Сижу на высокой скале. Внизу еловый лес, а за ним густой осинник на старой вырубке. Этот мелкий осинник совершенно непроходим для человека. Лосиха его рассекает, как лодка. Сзади, положив голову ей на спину, идет лосенок.

В середине осинника площадка, отчего-то незаросшая. Лосиха правит к этой площадке, видно, не первый раз.

Вышла, стоит, ушами водит – ловит шорохи. Теленок не выдерживает, начинает жеваться, толкать мать, тереться об нее мордочкой. Лосиха сердито мотает головой, но это действует на малыша недолго. Он лижется, подтыкает мать, взбрыкивает. Лосенок, наверное, думает, что под защитой такой большой лосихи ему бояться решительно нечего в этом мире.

Но вот она поддается настроению малыша – трясет головой, как бы пугает его. Тот понимает и принимает игру совершенно счастливый.

В степи, вероятно, надо родиться, чтобы не замечать удручающего однообразия ее или находить в нем то, что недоступно случайному вниманию.

Снежная равнина. Неверный полет сороки словно тащит ее неведомо куда против воли над островками утонувших в снегу берез.

Накатанная дорога уходит мимо столбов за горизонт. Но и там, на самом горизонте, не за что зацепиться глазу. Сколько ни иди, все одно и то же. Один убогий вид сменяется другим, еще более убогим. И так час, два и три. Необъятность начинает мало-помалу угнетать, появляется чувство затерянности и щемящей тоски. Короткий зимний день кажется невыносимо длинен.

Вдруг из-за полузанесенной снегом скирды соломы вывернула лиса. Сунула нос в снег, фыркнула, повертела головой, склонила ее набок. Изогнулась дугой в прыжке – из снега только хвост. Вынырнула – в пасти мышь.
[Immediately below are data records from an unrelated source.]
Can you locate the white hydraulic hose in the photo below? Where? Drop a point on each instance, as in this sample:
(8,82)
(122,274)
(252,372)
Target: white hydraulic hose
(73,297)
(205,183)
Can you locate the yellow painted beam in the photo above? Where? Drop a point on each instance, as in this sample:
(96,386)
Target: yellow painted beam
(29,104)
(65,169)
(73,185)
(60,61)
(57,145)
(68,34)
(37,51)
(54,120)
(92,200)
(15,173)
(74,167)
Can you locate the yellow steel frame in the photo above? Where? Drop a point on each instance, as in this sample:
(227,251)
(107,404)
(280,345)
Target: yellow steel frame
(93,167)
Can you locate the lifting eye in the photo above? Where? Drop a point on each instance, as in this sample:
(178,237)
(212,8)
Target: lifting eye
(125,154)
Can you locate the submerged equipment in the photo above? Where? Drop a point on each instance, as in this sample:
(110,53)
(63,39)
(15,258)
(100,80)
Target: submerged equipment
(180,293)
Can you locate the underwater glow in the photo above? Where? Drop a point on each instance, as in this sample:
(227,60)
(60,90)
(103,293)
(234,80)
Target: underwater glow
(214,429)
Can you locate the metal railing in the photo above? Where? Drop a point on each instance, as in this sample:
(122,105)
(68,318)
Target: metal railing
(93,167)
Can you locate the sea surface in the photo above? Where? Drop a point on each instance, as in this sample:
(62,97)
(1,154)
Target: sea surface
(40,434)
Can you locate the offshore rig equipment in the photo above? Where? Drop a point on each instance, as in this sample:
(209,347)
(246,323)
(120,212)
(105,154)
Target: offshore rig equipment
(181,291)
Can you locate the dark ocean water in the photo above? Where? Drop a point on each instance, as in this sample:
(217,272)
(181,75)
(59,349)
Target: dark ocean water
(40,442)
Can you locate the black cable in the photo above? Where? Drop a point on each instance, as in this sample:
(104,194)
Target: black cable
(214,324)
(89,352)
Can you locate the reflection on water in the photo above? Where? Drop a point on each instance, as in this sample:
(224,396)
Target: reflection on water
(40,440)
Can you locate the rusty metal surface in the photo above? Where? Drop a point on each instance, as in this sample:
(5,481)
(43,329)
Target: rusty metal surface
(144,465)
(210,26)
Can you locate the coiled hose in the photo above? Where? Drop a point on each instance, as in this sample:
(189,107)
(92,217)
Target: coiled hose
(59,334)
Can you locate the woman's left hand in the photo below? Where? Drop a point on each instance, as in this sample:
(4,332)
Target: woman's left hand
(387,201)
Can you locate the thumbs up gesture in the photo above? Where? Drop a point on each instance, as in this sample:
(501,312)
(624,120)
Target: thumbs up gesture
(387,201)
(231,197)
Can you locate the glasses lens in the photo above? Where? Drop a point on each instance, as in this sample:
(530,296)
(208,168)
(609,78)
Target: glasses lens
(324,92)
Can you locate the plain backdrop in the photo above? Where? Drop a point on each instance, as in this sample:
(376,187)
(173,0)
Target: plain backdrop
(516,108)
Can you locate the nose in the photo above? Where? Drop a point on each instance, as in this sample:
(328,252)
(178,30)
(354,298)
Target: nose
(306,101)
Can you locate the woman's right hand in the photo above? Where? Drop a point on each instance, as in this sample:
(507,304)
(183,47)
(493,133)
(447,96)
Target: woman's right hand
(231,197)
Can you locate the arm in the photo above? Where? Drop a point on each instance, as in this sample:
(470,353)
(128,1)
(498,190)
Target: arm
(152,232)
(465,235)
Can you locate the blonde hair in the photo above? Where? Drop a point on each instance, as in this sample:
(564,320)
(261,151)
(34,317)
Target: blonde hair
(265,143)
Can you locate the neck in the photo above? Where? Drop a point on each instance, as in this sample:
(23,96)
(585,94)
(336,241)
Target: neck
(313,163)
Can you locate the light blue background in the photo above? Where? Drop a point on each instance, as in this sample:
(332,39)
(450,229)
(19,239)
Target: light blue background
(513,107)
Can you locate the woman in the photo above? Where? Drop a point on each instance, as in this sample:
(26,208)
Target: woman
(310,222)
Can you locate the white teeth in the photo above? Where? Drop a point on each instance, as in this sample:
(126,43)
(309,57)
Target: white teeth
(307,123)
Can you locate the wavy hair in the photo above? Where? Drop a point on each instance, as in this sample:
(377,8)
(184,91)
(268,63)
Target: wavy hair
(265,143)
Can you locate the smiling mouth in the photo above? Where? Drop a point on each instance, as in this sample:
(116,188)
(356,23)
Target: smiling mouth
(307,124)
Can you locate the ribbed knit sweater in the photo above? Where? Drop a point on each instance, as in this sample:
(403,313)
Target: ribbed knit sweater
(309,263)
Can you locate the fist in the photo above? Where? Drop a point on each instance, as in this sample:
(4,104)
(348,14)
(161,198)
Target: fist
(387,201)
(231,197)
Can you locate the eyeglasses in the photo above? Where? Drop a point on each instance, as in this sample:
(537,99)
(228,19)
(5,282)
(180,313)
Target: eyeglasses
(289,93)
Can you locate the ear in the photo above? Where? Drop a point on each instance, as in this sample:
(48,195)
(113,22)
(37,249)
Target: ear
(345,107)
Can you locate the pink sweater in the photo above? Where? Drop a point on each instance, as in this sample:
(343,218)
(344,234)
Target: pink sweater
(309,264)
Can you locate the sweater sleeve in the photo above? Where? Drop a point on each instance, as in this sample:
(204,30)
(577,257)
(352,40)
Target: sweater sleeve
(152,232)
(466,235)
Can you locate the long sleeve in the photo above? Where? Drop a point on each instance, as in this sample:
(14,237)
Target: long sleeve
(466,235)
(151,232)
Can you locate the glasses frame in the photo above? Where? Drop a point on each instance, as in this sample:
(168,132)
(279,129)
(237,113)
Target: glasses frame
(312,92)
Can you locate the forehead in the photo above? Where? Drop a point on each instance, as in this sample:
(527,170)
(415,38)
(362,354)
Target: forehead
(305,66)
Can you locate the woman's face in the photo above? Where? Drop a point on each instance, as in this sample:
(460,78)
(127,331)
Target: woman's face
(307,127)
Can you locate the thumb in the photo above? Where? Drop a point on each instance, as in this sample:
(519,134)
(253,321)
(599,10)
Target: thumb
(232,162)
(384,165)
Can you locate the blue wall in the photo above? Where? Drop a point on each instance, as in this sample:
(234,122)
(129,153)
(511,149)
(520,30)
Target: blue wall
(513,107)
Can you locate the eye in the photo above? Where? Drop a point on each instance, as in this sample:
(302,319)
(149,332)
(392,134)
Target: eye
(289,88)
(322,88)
И ну забавляться ею – совсем как домашняя кошка: то отпустит и поощрит ее лапой бежать, то поймает и подкинет затем, чтобы схватить прежде, чем добыча скроется в снегу.

Юное, ребячески озорное было в ее поведении. Несомненно, лиса переживала свою первую зиму, была уверена в себе и довольна окружающим миром.

И мои шаги заскрипели веселее.

Багровое, в искрящемся холодном мареве, солнце скрывалось за белый край. На лиловом поле мелькало огненное пятнышко.